With Ms. CF and Mr. R whispering in my head, I find myself questioning every word I put on the page, even when I write in my journals, where I’m supposed to be giving myself permission to be sloppy and creative and spontaneous. (“Spontaneous!” Ms. CF just sneered to Mr. R, who giggled. “As if she even knows what that means.”)
And so I’ve been turning to writing exercises, ones that can keep Ms. CF and Mr. R busy while the creative part of my brain charges ahead into some nonsensical, fun piece of writing that I never could have produced otherwise.

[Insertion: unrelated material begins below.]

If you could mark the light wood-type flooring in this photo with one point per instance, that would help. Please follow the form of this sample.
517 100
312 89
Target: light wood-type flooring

Which brings me to today’s offering.
This exercise is based on the writing prompt Little Words that Ann Patchett supplied for Round Four of NPR’s Three-Minute Fiction contest. Patchett challenged contestants to write a story under 600 words (commonly called a “short short story” or “flash fiction”) that included in any form the words “plant,” “button,” “trick,” and “fly.” According to Patchett, the beauty of this exercise is that writers can use these “dull little…everyday…words” in any form–noun, adjective, verb–as “little markers to go by, something to sort of occupy one side of your brain while the other side of your brain is being very creative…”
Her exercise generated some wonderful stories, including the winner, “Not Calling Attention to Ourselves” by Yoav Ben Yosef, and the runners-up.
This exercise has really stuck with me. I love the idea of using simple, everyday words to occupy Ms. CF and Mr. R (“Look at these silly little things – cute as buttons they are!”) and give the creative side some time to roam around and play. I’ve used this exercise in various forms several times myself and have gotten great results.
So here’s a variation on Ann Patchett’s Little Words exercise. To really occupy your own Ms. CFs and Mr. Rs (those assholes who so love to interfere), I’ve paired the 4 words with an image as well.
First, study the picture below and let your mind wander over what could be happening, what these kids could be doing, what led them to this place, what they might do later. Then set your timer for 20 minutes and scroll down for the 4 words to include in a story under 1,000 words (also considered a flash fiction piece).
Use any form of the words “tickle,” “press,” “flip,” and “bolt” in a 1,000 word story based on the picture above.
Start your timer. Ready, set, write!